# Externe Festplatte



## BxX_KILLer (9. Juli 2006)

Guten Tag!

Ich habe ein Problem mit meiner Externen Festplatte.
Seit einigen Tagen funktioniert sie nicht mehr.
Das heisst beim Einschalten der Platte geht die Kontrollleuchte an.
Doch die Festplatte fährt nicht normal hoch, sondern gibt einen komischen ton von sich.
Für mich hört es sich nach einem "Hacken" an.
Das ist mir 2 Tage zuvor das erst mal passiert.
Nach langem googeln fad ich den Ratschlag alle Stecker Fest und Tief einzudrücken.
Dies befolgte ich und tatsächlich funktionierte sie danach wieder einwandfrei.
Aber leider nur für 2 Tage....
Und jetzt klappt dieser Trick nicht mehr.
Da auf der Festplatte wirklich wichtige Daten sind wäre es sehr hilfreich wenn mirhier jemand helfen könnte.

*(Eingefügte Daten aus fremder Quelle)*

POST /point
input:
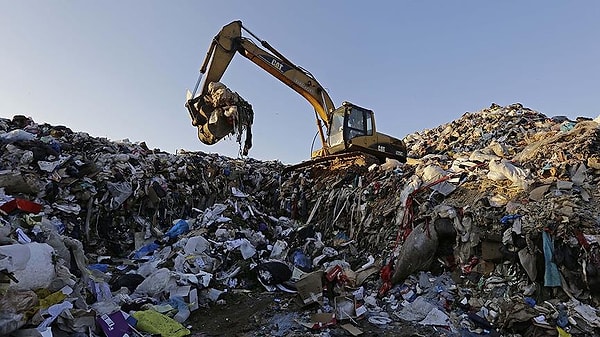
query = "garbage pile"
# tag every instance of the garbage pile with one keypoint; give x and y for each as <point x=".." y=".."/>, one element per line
<point x="221" y="112"/>
<point x="491" y="227"/>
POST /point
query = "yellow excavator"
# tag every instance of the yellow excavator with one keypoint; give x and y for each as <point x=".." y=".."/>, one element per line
<point x="350" y="129"/>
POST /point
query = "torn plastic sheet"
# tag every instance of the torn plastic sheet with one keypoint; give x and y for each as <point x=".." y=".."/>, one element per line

(die Festplatte ist mit USB verbunden und besitzt ein seperates Netzteil)

Danke schonmal im Vorraus!


----------



## D@nger (9. Juli 2006)

Das ist ja mal was. Selbst von meinem USB-Stick der einwandfrei funktioniert mache ich regelmäßig ein Backup. Aber wenn die HD dann auch noch Anzeichen für einen Defekt oder eine Störung zeigt dann erst recht...
Edit: http://www.tutorials.de/forum/hardw...atte-kaputt.html?highlight=externe+Festplatte


----------